Here's why: I've spent my life reproducing things that other people wrote, all using the dots to some degree, and I'm tired of it. I'm tired of the disappointment of missing this note or forgetting that memorized passage or flubbing the prescribed dynamics in a phrase.

I'm also tired of being able to play things without truly understanding them. Sure, I can easily name the chords and even their functions within the harmonic structure (and I'm thankful for that ability), but I'm still just playing what's written on the page.

I want to redevelop my ear. I love playing Scott Joplin and Jonny May rags, but I want to play my own rags, whether they're my formal compositions or just improvising to a simple tune.

Moving On

I've been working on Liszt's Liebesträume for almost a year (give or take a few months of not working on it at all).

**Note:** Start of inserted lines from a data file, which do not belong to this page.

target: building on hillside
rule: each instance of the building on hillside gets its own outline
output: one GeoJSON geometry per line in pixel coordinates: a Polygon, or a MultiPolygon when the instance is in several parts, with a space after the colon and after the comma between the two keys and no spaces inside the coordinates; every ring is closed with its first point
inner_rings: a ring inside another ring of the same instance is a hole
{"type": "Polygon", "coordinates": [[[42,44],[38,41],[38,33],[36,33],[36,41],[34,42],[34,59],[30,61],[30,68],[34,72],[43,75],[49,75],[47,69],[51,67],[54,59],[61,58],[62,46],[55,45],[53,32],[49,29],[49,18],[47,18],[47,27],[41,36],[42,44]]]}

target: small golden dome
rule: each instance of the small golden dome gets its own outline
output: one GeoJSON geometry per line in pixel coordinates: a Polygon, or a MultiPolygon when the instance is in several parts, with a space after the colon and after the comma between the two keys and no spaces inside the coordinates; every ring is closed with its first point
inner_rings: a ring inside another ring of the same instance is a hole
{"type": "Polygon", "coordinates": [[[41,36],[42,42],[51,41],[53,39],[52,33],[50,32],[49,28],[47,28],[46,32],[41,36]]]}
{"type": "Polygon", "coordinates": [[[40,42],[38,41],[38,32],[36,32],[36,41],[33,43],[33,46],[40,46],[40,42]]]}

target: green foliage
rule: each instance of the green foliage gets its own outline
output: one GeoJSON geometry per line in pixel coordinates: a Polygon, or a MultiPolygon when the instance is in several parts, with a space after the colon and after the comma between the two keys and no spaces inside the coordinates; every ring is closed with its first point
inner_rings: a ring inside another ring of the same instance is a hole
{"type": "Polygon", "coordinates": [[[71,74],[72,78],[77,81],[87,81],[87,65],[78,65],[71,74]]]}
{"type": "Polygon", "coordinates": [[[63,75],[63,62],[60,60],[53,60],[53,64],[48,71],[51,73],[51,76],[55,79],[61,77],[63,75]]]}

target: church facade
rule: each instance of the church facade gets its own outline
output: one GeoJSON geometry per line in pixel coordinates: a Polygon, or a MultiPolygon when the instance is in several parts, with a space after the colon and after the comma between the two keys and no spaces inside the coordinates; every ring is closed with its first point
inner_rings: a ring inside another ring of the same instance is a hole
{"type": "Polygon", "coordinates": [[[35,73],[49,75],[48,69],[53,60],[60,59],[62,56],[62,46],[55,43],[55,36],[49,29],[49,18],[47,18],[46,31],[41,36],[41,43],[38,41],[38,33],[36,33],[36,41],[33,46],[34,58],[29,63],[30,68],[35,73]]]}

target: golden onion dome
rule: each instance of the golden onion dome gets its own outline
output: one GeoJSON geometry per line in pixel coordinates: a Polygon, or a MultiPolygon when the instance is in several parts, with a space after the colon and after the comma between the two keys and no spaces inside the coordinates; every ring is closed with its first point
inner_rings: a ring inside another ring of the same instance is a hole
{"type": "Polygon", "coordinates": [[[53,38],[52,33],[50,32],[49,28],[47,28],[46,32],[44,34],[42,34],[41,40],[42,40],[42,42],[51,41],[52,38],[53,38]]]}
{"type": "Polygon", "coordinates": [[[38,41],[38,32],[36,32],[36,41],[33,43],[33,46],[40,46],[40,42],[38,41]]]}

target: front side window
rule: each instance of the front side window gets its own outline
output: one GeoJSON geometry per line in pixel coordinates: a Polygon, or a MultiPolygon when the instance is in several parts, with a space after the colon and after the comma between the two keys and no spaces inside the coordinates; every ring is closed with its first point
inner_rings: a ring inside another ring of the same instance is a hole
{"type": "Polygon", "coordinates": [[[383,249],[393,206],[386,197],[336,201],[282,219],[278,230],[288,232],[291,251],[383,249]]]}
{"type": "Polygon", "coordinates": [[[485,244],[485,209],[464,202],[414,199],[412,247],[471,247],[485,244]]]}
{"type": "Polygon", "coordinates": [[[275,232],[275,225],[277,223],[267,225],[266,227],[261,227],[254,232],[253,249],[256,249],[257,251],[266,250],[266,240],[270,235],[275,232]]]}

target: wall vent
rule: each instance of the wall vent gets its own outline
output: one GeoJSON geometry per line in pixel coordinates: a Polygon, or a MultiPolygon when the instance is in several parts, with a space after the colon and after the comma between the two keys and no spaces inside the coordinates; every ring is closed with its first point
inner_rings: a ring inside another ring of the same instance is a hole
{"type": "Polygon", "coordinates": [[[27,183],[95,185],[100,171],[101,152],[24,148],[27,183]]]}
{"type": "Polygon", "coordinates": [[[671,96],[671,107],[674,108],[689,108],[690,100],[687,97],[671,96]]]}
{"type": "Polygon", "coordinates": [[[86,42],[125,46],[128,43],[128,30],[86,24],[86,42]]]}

I love it and it sounds fine—not great, but not terrible. I still can't play it all the way through perfectly and probably never will. But I think this is going to be my last true "dot piece." I am ready to slough off the tyranny of the dots. I am ready to set aside the bucket-list classical pieces and all their challenges and move fully to the challenges of truly learning music—not the dot version, but the raw version, with no wall of dots in between.

I've been working toward this point for a while, pretty much ever since I picked up piano again a year and a half ago. But I was never quite able to let go of the dots, mainly because of the Bucket List. But I'm okay with letting go now.

I'm not going to abandon the pieces I love and worked so hard to learn. And I'm not saying I'll never work on another classical piece again. But for this next phase of my piano life, I'm setting the dots aside.

It feels a little like setting off on a hike with no map, but I do have a map. I have Piano With Jonny and now IROCKU. I have the PWJ community. I have my naturally good ear for music, neglected and underdeveloped as it may be. I have my piano, and I have the fact that I love music. I think that will be enough.